Film archive in the United States

The Harvard Film Archive (HFA) is a film archive and cinema located in the Carpenter Center for the Visual Arts at Harvard University in Cambridge, Massachusetts. Dedicated to the collection, preservation, and exhibition of film, the HFA houses over 25,000 films, along with videos, photos, posters, and other film ephemera from around the world and almost every period in film history. The HFA cinematheque screens films weekly in its 188-seat theater. It also maintains a film conservation center near Central Square, Cambridge. Harvard Film Archive won the 2020 Webby Award for Cultural Institution in the category Web.

==History==
The archive was founded in 1979 by Robert Gardner, Vlada K. Petric and Stanley Cavell in Harvard's Department of Visual and Environmental Studies, with grants from the Henry Luce Foundation and the National Endowment for the Humanities. It opened on March 16, 1979, with a screening of Ernst Lubitsch’s silent film, Lady Windermere's Fan.

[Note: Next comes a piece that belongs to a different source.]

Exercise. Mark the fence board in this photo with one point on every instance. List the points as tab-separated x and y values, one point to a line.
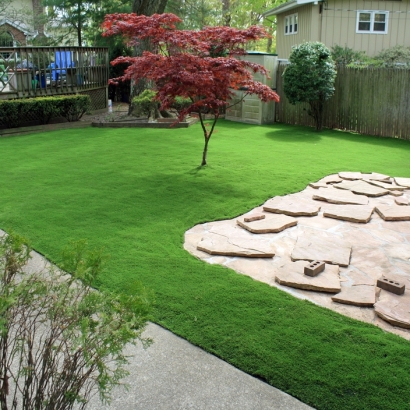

Film programmer Amos Vogel's extensive Cinema 16 film collection, originally sold to Barney Rosset and Grove Press circa 1966–1967, served as the founding collection for the Harvard Film Archive.

The archive's first curator was Vlada K. Petric, who expanded the collection and established the year-round regular screenings. He retired in 1995, and in 1999 Bruce Jenkins assumed the post.

In January 2005, Harvard Faculty of Arts and Sciences dean William C. Kirby announced that the archive would be absorbed by the Harvard College Library and managed by the Library of Fine Arts. This raised concerns within the Harvard community about the future of the archive and its programming. Jenkins resigned soon after the announcement.

In September 2006, film scholar Haden Guest became the new director of the archive. He addressed concerns that the archives' absorption in the Library would affect its public film screenings.

==Collection==
The collection spans the history of film-making from the silent film era to today, and includes Hollywood films, documentaries, animation, short films, B-movies and feature films from all over the world. It is the largest collection of 35mm film in New England.
The collection grows by an average of 15 to 20 films a year and contains rarities, including some of the only prints in the United States of several films by Serbian director Dusan Makavejev.
It also features a large collection of German cinema and the Bavarian Film Fund donates prints of any films that it finances. After the death of Karen Aqua, the archive was given more than 300 of her works, both completed and unfinished.

==Film conservation==
The Archive's mission includes conserving, restoring, and exhibiting the collection's prints. It prioritizes film-to-film preservation for archival stability, authenticity, and aesthetics. It may also perform film-to-digital transfers.